N-triple size from Andy Seaborne on 2024-01-26 (public-rdf-star-wg@w3.org from January 2024)

From: Andy Seaborne <andy@apache.org>
Date: Fri, 26 Jan 2024 11:17:44 +0000
To: Thomas Lörtsch <tl@rat.io>
Cc: RDF-star Working Group <public-rdf-star-wg@w3.org>
Message-ID: <acb0f2c3-56b6-494d-ab1c-38be05586471@apache.org>

On 25/01/2024 14:29, Thomas Lörtsch wrote:
> 
> 
>> On 25. Jan 2024, at 14:42, Andy Seaborne <andy@apache.org> wrote:
>>
>>
>>
>> On 25/01/2024 12:27, Thomas Lörtsch wrote:
>>>> On 25. Jan 2024, at 12:22, Peter F. Patel-Schneider <pfpschneider@gmail.com> wrote:
>>>> On 1/25/24 06:08, Andy Seaborne wrote:
>>>>>> But what does it *mean*? Optimizations should only be applied after we know that it means what we want it to mean.
>>>>> Agreed.
>>>>> We can start with our goals. "bloat" has been used in two senses : "visual bloat" and "size bloat".
>>> You’re forgetting "term bloat"…
>>>>> Is the WG addressing the size bloat issue?
>>> IMO it can’t be addressed in N-Triples, as N-Triples is per definition a strictly triple-based serialization, with pretty atomic terms
>>
>> A bit more complicated than that, especially for annotation usage.
>>
>> Both in-memory and persistent storage system largely share RDF terms that occur more than once in a graph, either as pointers or "node ids" which is at most 16 bytes, often 8. The term is not the whole of the strings and "rdf:subject" does not need to be repeated use of <http://www.w3.org/1999/02/22-rdf-syntax-ns#subject>.
>>
>> The new term can be about the size of whatever a triple is which, with existing approaches of term dictionaries and compression, is quite small.
> 
> The topic was serialization to N-Triples, because that is argued to be a very important aspect because of machine readability, steram reasoning, etc. You now answer with aspects of storage, but that is completely orthogonal.

The size bloat issue is about number of triples. Point 2.

N-triples files exist for a purpose - to publish data in an easy to 
consume machine readable format. The receiver stores the data in a 
triple store so they don't have to parse it every time they want to use 
the data.

On N-triples format:

I don't know what "term bloat" is specifically referring but may the 
size of the descriptor term.

Compare like-for-like:

Yes, there is a large term in the document. (You can argue it's 3 terms 
in one term slot because it is a compound.)

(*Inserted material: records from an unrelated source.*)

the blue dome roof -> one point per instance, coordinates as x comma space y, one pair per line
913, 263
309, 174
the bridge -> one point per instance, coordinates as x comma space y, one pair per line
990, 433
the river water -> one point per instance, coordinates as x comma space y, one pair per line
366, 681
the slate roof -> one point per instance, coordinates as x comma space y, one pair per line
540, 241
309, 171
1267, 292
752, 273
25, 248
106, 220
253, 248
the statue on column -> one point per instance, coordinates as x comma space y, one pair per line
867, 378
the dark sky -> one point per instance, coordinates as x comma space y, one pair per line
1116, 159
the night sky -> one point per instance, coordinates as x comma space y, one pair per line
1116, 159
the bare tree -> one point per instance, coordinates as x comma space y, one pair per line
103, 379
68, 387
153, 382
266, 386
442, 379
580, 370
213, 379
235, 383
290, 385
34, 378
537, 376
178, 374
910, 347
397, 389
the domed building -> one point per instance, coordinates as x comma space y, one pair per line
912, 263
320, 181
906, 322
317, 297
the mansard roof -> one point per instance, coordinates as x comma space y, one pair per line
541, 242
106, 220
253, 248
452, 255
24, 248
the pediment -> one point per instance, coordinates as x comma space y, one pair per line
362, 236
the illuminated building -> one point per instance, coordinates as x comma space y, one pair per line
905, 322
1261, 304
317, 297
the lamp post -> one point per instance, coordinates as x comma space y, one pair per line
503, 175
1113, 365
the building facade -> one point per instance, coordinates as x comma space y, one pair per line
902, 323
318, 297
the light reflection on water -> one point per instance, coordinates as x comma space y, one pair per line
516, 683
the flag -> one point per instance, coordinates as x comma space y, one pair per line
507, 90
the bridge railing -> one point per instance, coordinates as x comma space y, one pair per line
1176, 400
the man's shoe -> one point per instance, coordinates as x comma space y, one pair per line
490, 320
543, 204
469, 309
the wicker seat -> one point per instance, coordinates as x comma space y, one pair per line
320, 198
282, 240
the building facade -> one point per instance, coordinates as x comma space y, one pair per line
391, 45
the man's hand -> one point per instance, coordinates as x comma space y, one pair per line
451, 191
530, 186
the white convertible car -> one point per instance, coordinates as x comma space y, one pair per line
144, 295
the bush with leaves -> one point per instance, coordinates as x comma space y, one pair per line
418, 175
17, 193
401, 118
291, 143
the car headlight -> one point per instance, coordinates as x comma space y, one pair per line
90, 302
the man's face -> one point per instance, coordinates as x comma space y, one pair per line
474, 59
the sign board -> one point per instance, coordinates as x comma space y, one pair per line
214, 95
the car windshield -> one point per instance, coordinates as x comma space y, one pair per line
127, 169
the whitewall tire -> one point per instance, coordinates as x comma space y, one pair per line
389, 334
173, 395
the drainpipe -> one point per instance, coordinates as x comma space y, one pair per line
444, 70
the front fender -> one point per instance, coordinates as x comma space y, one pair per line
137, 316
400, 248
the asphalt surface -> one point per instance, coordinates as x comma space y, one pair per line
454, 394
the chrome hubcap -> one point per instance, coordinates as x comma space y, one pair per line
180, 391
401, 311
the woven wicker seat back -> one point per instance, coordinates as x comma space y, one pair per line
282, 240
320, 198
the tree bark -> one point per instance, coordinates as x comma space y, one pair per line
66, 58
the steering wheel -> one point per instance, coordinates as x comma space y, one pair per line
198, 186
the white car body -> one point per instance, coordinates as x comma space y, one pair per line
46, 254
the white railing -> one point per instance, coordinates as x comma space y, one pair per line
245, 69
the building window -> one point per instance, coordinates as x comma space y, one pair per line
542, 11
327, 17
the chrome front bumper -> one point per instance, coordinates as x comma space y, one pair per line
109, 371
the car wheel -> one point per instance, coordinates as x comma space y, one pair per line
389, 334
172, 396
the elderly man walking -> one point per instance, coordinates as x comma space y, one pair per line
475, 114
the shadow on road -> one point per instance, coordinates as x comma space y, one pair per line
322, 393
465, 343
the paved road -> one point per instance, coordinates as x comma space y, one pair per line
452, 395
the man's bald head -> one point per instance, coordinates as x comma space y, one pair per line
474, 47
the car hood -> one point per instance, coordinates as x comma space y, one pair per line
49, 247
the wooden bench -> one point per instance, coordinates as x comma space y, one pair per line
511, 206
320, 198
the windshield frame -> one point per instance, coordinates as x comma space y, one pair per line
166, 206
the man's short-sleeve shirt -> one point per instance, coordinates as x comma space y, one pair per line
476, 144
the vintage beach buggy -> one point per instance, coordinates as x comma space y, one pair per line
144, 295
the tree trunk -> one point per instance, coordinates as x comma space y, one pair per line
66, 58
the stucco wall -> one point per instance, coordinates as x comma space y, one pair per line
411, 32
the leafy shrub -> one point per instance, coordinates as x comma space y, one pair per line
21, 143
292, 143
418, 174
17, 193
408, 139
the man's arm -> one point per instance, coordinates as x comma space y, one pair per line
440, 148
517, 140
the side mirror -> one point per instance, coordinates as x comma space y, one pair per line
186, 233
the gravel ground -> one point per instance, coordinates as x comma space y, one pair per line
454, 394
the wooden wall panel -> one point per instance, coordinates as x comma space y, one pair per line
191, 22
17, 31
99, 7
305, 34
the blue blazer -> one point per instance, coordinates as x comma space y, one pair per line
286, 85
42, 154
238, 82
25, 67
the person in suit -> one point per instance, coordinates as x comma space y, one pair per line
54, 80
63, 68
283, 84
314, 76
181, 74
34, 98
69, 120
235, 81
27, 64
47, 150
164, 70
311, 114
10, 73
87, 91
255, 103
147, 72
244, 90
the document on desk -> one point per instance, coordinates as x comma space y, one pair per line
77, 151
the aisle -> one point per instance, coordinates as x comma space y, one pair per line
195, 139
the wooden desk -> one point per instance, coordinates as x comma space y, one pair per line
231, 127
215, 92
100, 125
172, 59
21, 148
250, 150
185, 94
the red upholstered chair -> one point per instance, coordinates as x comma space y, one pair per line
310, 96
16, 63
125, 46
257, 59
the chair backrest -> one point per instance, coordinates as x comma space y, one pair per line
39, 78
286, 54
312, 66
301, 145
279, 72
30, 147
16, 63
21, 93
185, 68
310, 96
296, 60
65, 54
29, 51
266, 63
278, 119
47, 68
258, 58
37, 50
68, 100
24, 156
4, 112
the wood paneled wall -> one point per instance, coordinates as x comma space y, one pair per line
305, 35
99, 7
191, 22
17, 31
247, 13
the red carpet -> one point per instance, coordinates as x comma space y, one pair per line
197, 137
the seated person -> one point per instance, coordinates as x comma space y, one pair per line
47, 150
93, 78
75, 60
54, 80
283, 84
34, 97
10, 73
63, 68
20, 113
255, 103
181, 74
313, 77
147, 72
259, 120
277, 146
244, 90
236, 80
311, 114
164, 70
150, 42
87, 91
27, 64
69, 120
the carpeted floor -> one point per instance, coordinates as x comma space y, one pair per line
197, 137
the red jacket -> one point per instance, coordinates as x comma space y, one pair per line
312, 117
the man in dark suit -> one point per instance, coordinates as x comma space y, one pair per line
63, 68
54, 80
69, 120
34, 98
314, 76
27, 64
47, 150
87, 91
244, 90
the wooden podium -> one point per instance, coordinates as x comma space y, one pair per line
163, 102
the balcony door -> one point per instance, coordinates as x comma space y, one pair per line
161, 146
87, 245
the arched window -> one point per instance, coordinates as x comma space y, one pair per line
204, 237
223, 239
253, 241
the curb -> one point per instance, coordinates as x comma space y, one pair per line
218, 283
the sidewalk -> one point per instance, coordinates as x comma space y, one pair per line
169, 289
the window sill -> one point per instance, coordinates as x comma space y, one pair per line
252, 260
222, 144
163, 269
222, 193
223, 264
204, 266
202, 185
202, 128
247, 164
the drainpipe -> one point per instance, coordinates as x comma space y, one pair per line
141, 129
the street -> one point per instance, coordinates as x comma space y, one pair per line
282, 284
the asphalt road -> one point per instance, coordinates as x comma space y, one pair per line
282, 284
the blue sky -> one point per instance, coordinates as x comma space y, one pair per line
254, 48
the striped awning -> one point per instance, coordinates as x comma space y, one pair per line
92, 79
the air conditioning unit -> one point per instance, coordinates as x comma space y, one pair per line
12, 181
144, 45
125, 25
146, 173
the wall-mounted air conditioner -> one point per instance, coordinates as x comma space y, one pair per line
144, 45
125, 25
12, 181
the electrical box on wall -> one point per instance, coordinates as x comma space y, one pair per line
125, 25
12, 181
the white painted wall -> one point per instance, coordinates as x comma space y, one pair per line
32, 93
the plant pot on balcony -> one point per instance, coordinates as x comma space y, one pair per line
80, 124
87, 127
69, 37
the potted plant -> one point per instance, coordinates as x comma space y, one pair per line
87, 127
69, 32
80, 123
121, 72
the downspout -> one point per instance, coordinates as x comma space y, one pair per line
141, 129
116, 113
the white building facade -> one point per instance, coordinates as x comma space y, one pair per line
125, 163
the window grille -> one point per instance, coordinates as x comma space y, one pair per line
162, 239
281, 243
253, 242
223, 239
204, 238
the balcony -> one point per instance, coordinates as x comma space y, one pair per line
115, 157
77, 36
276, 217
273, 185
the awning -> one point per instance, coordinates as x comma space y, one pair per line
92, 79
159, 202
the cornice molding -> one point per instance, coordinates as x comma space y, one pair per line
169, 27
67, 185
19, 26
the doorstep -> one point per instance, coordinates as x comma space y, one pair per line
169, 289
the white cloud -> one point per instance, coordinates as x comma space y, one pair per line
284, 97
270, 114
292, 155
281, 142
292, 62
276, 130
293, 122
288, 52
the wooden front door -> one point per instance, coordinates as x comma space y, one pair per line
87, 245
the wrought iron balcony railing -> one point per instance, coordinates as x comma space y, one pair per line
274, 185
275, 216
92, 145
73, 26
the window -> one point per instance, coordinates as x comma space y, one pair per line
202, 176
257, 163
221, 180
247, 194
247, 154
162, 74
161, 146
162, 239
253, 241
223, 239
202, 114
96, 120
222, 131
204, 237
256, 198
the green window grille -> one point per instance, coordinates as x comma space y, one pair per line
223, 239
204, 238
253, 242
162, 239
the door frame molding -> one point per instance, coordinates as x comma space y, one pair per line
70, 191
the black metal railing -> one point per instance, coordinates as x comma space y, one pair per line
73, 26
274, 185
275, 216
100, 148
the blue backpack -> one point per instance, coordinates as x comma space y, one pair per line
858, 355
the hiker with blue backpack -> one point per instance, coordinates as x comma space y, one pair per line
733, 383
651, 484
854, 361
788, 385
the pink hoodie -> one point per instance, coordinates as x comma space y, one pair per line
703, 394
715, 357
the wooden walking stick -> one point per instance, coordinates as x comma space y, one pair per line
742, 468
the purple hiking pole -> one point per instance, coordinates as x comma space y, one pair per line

The rdf:occurenceOf triple is one triple.

It replaces 3 triples in the "syntax" proposal and 4 in the "syntax+" 
proposal. 3 terms vs 9/13 terms used.

In terms of byte size, it is smaller than total bytes of the three 
reification triples - the URI for rdf:subject etc isn't written in the file.

     Andy

Received on Friday, 26 January 2024 11:17:52 UTC